In a let­ter to Ward in 1911, Po­mare urged the govern­ment to over­turn per­pet­ual leases and al­low Maori the right to use their own land. ‘‘And now we pray that no fur­ther leas­ing of our lands be con­tin­ued by the Pub­lic Trustee, and that our lands now fall­ing due, be re­turned to us, and that you, Sir Joseph, and the min­is­ters of your Cab­i­net, will seek some road by which our lands leased by the Pub­lic Trustee for all time be re­turned to us, as we re­alise that in or­der to avert extinction we must be­come ac­tive farm­ers, and not mere rent re­ceivers.’’

This work el­e­vated Po­mare into a po­lit­i­cal sphere and he was elected to Par­lia­ment in 1911 as an in­de­pen­dent mem­ber for Western Maori, be­fore join­ing the Re­form Party in 1912. He was ap­pointed a mem­ber of Cab­i­net be­fore be­com­ing Min­is­ter for the Cook Is­lands in 1916 and even­tu­ally Min­is­ter of Health in 1923.

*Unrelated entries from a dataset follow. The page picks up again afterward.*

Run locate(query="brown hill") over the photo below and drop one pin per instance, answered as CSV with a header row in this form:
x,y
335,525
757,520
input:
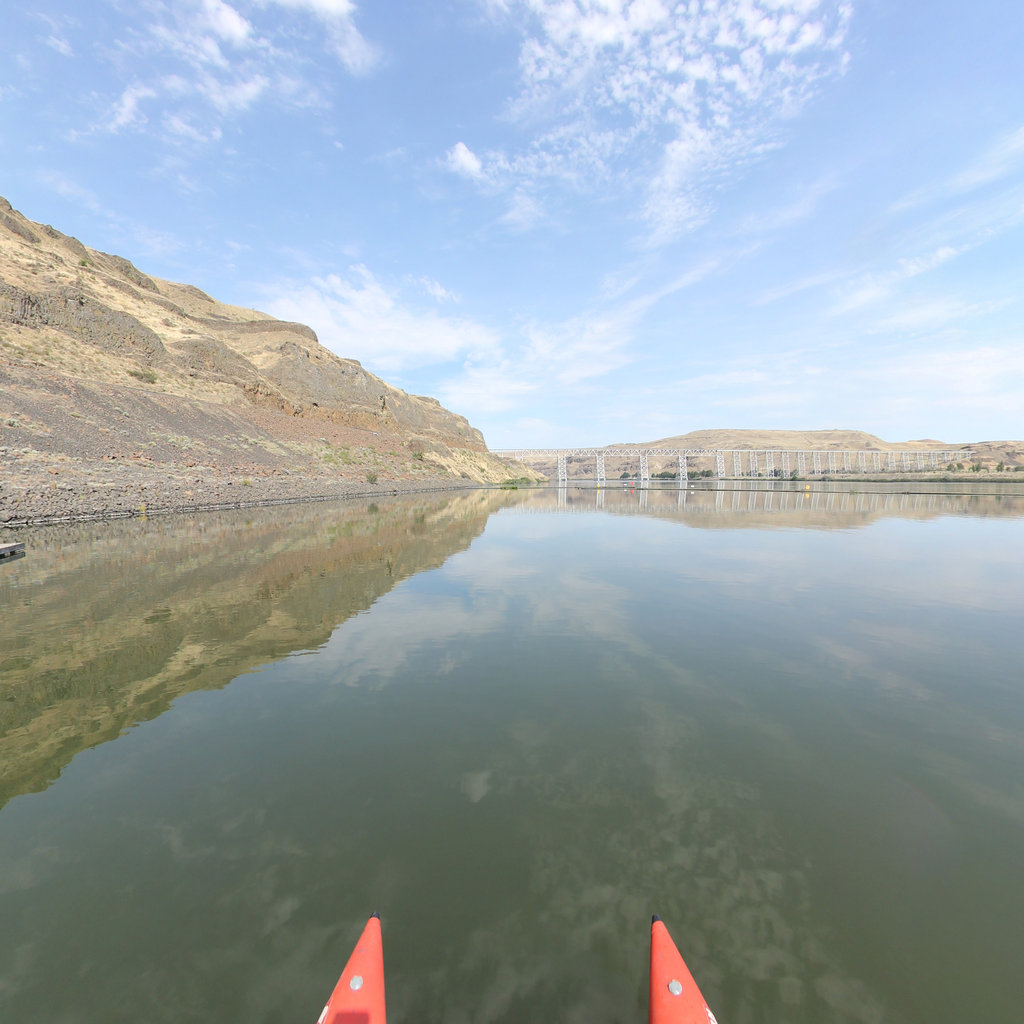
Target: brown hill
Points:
x,y
989,454
100,363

Al­though he had been un­suc­cess­ful at bring­ing the per­pet­ual leases to an end in 1911, he con­tin­ued to push for jus­tice in re­gard to the Taranaki Maori land con­fis­ca­tions. His ef­forts, along with those of Sir Api­rana Ngata, re­sulted in the es­tab­lish­ment of the Royal Com­mis­sion on Maori Land Con­fis­ca­tions in 1926.

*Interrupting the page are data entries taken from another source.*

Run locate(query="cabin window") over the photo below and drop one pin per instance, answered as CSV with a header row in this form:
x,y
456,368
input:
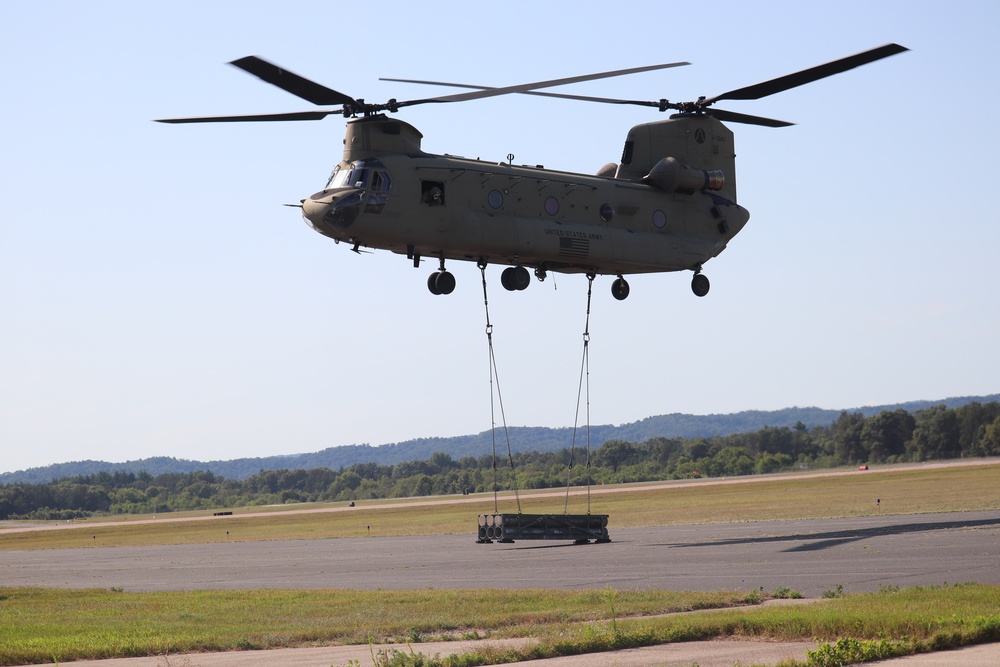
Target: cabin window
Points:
x,y
627,153
432,193
361,174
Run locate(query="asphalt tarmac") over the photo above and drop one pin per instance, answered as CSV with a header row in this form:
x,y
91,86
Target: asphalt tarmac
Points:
x,y
809,556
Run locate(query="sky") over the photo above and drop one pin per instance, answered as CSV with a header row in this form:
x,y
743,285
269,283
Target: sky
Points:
x,y
156,298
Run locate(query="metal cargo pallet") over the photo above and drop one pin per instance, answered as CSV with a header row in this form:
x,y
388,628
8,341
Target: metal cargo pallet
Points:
x,y
580,528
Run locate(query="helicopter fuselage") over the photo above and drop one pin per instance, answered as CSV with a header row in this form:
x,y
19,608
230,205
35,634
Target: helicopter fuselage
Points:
x,y
387,195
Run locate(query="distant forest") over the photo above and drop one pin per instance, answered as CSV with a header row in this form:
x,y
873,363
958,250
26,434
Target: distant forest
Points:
x,y
891,436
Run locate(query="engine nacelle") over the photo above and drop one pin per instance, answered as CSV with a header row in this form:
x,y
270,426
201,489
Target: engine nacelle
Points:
x,y
672,175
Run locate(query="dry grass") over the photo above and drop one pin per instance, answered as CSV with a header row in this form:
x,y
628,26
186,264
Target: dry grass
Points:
x,y
914,490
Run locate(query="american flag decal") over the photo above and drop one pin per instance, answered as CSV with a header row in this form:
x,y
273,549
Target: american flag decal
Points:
x,y
569,247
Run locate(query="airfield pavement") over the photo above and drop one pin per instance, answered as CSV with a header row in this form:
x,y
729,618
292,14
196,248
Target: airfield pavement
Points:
x,y
810,556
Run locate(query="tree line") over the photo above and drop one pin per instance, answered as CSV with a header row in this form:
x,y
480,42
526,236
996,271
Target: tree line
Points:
x,y
896,436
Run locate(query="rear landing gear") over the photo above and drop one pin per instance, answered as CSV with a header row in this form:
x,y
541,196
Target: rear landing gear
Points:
x,y
441,282
700,284
620,289
515,278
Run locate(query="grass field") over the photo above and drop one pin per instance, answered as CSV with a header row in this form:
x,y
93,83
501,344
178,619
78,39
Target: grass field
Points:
x,y
46,625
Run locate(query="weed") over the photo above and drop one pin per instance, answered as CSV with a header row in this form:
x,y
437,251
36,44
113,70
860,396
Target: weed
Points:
x,y
837,592
786,593
850,651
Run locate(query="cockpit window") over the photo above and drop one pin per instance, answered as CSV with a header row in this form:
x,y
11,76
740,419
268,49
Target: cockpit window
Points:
x,y
361,174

This his­toric in­quiry – known as the Sim Com­mis­sion, and its sub­se­quent re­port, found that the govern­ment’s prose­cu­tion of the war against Taranaki Maori in 1860 had been wrong and the con­fis­ca­tions un­jus­ti­fied. The com­mis­sion, chaired by Supreme Court Judge Wil­liam Sim, rec­om­mended an an­nual pay­ment of £5000 to a board set up to rep­re­sent Taranaki Maori – an en­tity which be­came the Taranaki Maori Trust Board.

Po­mare was knighted in 1922 and his con­tri­bu­tion to Taranaki Maori was sig­nif­i­cant. While he was ul­ti­mately un­suc­cess­ful at over­turn­ing the per­pet­ual leases, his work and vi­sion con­trib­uted to the even­tual foun­da­tion of or­gan­i­sa­tions such as Parininihi ki Waito­tara In­cor­po­ra­tion.

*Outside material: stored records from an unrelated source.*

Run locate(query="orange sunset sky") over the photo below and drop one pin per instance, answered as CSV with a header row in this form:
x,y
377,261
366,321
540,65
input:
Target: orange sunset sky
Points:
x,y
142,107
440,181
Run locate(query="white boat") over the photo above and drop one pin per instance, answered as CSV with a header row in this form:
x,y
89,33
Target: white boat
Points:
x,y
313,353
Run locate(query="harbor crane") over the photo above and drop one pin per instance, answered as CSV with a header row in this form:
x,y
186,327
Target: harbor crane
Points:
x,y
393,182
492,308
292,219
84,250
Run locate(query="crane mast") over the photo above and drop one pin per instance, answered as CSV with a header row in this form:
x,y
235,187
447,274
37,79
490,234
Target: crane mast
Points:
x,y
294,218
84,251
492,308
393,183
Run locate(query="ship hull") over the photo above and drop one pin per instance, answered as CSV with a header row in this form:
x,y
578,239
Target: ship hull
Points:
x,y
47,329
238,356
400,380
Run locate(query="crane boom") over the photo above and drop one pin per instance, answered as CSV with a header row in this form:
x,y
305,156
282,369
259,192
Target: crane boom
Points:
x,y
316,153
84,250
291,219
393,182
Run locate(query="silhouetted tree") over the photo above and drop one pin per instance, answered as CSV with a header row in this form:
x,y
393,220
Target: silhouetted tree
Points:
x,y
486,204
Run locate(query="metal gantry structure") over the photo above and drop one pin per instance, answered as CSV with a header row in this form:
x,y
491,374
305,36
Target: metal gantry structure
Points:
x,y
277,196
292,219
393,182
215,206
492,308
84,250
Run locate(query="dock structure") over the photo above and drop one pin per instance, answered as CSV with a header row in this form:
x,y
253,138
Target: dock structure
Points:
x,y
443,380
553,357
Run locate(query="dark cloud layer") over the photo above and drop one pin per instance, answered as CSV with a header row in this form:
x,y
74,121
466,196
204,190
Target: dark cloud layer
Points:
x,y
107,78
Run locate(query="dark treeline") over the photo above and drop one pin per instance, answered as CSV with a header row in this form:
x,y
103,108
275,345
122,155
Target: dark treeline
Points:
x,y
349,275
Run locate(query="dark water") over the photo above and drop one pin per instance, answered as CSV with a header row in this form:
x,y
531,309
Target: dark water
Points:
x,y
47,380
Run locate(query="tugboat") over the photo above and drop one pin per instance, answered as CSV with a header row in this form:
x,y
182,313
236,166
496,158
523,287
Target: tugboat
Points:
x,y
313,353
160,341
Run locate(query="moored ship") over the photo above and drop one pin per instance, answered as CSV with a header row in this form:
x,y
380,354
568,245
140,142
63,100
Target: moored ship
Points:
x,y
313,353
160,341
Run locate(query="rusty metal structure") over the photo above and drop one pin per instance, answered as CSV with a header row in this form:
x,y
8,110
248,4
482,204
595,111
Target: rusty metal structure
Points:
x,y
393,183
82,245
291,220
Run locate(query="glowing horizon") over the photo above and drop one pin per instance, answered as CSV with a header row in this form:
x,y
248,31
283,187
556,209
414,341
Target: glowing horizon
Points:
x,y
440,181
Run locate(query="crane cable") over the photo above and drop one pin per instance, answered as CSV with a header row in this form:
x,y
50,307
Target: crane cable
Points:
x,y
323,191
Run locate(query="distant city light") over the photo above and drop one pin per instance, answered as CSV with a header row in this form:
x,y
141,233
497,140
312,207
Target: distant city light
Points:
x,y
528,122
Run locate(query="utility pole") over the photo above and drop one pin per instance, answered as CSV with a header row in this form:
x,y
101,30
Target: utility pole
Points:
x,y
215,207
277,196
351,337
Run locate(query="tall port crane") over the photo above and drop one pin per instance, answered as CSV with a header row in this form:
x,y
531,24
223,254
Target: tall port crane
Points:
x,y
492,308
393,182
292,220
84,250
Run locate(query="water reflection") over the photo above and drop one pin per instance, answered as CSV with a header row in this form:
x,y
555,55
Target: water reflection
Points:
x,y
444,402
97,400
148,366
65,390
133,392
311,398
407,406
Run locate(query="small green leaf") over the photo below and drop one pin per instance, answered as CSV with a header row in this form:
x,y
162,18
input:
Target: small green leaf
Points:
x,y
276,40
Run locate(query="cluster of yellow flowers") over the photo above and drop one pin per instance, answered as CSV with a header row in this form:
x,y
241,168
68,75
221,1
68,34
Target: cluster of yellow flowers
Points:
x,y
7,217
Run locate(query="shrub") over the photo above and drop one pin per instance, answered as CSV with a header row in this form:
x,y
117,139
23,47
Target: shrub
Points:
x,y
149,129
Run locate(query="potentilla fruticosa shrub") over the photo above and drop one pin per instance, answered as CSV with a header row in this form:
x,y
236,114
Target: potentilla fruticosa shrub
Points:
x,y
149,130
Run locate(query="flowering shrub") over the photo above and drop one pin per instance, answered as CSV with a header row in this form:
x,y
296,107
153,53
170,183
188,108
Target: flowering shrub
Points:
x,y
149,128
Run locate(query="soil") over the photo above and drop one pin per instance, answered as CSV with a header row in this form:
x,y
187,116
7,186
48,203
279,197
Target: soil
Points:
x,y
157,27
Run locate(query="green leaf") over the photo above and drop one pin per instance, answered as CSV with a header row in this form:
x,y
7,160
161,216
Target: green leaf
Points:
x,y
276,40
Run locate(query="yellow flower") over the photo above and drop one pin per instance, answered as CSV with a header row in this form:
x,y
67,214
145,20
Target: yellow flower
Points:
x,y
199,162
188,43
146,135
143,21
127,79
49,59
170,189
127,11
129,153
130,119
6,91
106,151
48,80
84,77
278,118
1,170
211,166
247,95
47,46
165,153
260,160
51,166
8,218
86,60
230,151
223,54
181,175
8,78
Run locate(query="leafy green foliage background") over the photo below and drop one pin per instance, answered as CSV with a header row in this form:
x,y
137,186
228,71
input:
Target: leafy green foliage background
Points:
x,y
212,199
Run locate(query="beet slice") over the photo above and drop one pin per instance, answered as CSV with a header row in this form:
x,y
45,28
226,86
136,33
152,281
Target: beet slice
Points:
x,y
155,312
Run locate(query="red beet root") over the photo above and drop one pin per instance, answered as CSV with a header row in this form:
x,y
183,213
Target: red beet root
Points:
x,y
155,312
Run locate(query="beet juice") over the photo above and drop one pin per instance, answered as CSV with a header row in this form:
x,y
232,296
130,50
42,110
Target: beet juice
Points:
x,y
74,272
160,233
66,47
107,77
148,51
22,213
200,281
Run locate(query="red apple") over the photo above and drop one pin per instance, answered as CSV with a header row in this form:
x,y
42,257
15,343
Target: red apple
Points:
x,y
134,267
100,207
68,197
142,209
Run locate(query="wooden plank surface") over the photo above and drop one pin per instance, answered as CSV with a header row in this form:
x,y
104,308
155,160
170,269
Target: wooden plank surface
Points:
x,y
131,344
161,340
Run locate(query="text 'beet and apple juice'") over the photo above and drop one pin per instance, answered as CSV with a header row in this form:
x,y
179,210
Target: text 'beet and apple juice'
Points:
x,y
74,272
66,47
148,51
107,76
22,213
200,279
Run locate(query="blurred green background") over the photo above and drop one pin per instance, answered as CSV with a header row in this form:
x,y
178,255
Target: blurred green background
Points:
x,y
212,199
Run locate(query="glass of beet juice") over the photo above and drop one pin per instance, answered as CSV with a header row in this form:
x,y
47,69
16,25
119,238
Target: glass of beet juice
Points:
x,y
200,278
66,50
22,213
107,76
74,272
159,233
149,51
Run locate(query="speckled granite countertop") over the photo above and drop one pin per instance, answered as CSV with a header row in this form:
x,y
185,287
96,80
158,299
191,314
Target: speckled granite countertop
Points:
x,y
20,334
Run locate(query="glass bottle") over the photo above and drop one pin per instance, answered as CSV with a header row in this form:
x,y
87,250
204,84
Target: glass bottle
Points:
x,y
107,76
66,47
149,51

His work es­tab­lish­ing the Sim Com­mis­sion brought pub­lic ac­count­abil­ity for the Crown’s wrong­ful con­fis­ca­tion of Taranaki Maori land, and pro­vided ev­i­dence for later gen­er­a­tions which re­sulted in the mod­ern-day set­tle­ments. These achieve­ments alone are note­wor­thy, but with­out doubt his most im­por­tant and en­dur­ing legacy was the con­tri­bu­tion to mod­ern Maori health which he, along with people like Ngata and Te Rangi­hi­roa brought about through changes that im­proved Maori in­fant mor­tal­ity rates and ar­rest­ing the de­cline of the Maori pop­u­la­tion.

For me, Po­mare stands as one ex­am­ple of the true great­ness that lies within Taranaki Maori and the an­nual cel­e­bra­tion of his life continues to pro­vide Taranaki Maori with in­spi­ra­tion and op­por­tu­nity to af­firm con­nec­tions with one an­other.